Just give me the strength
To do everyday what I have to do.
Yesterday’s gone sweet Jesus
And tomorrow may never be mine.
Lord help me today, show me the way
One day at a time.
Years ago I worked with a Nigerian lad, Samni, that sang songs of God and Jesus constantly. I think and hope Samni will be smiling that I still sing his song even though it’s a struggle to remember it.
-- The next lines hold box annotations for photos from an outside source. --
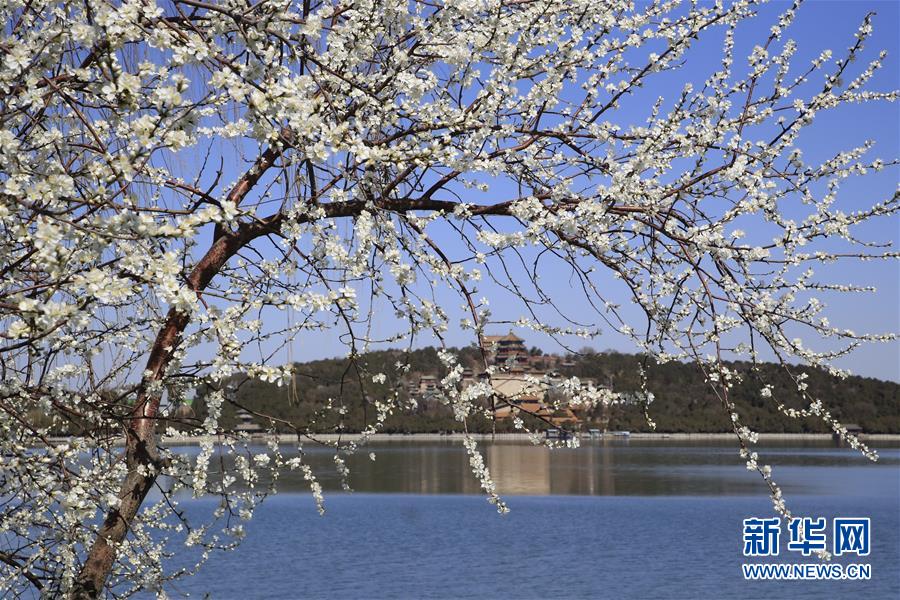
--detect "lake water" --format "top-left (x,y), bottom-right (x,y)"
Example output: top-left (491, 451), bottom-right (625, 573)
top-left (151, 440), bottom-right (900, 600)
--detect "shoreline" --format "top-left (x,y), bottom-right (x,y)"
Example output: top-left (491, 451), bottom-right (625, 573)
top-left (48, 432), bottom-right (900, 446)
I jumped into the jeep with the Frank, the Danish dude from earlier, which was to take us up to the car park just below the crater. There must have been nearly a hundred people there to see the rocky lava fireworks. It didn’t disappoint. Again me and the Frank could only laugh and giggle at the experience. At one point an Australian girl took great delight in capturing on video me exclaiming loudly. “Holly f#$k check the size awe that hing” as a massive lava boulder the size of a car sailed through air as effortlessly as the whale did through the sea a couple of weeks previously. I apologised but in fact she looked delighted that my Scottish accent would be on her “firie loud explosions” sound track.
We were lead off the crater after a hour but I think we could have all stayed up there the whole night with a multitude of stars above us and the red hot explosions in the crater below.
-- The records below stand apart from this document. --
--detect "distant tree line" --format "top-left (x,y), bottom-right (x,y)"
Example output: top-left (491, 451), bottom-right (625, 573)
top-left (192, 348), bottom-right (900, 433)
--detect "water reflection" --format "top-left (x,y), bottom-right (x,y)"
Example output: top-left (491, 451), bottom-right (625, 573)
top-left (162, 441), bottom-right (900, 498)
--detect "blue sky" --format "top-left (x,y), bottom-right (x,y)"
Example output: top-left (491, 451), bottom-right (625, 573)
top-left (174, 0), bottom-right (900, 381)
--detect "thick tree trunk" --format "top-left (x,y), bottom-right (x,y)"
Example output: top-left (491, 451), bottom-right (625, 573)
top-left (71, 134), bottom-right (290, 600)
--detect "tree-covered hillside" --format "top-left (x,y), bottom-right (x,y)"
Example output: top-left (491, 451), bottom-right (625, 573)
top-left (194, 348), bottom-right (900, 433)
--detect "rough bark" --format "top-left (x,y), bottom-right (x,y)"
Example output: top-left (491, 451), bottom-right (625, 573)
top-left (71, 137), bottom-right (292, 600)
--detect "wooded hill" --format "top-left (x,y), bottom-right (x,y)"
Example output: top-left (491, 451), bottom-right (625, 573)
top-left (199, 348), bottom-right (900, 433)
Back at the tree house I enjoyed some Kava with John. I had Kava for the first time eights months previously. We were out on the north east of Fiji in Lau group and went ashore to a wee island to ask permission to anchor. We took rugby balls for the children and we’re bemused when they didn’t seem interested. It was only when we walked up to the village centre we discovered the whole village watching a volleyball tournament. The Chief spoke over a loud speaker and then the heavy hardcore techno music would start until the Chief decided to speak again. We sat in a line watching the volleyball when a dude rocked up with a large bowl of dirty water in a half filled coconut shell. I necked the first Kava offering, checked my phone then started laughing. The captain looked at me worried but I explained, “it’s the 16th of December which is exactly 2 years to the day since I had my last beer”, (in fact last stimulant of any kind). The captain and myself laughed and joked about me tearing off like father Jack from the Father Ted TV show wearing only my boxers shouting “DRINK GIRLS FECK DRINK” never to be seen again.
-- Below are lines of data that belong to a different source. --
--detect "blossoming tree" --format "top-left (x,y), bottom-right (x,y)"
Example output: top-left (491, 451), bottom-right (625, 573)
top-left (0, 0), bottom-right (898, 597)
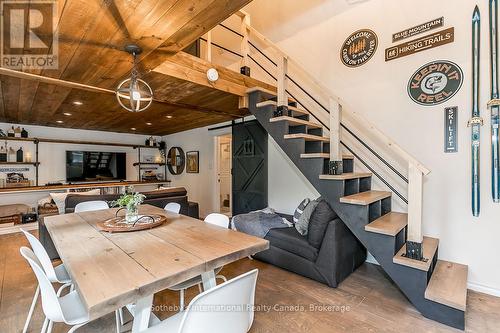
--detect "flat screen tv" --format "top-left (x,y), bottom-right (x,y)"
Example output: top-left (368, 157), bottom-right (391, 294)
top-left (66, 151), bottom-right (127, 182)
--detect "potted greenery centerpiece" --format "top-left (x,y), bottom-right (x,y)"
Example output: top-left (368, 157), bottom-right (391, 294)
top-left (112, 186), bottom-right (146, 223)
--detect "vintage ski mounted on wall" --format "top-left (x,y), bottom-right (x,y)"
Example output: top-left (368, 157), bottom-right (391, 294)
top-left (488, 0), bottom-right (500, 202)
top-left (468, 6), bottom-right (483, 217)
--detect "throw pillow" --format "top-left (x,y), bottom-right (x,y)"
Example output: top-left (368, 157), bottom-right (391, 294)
top-left (50, 189), bottom-right (101, 214)
top-left (293, 198), bottom-right (311, 223)
top-left (295, 200), bottom-right (319, 236)
top-left (307, 199), bottom-right (337, 249)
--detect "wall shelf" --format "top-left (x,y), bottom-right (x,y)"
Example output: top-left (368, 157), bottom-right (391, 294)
top-left (134, 162), bottom-right (166, 166)
top-left (0, 162), bottom-right (40, 166)
top-left (0, 136), bottom-right (167, 186)
top-left (0, 180), bottom-right (170, 194)
top-left (0, 136), bottom-right (160, 149)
Sitting with John after volcano. I felt the relaxing effects of Kava like chamomile tea but with more of a calming dunt. This stuff seemed a lot more potent than the last offering I had tried. My mouth went numb. We chatted until our laughing woke up one of his kids and then I retired to bed and got a amazing sleep.
Meeting the friendly local people of Tanna was worth all the effort I took to get there and the volcano was massive bonus, it is truly a magical island.
I am truly grateful and feel blessed to meet, not only the folk from the island, but the folk I met on the boats and wish them awe the best with their own adventures.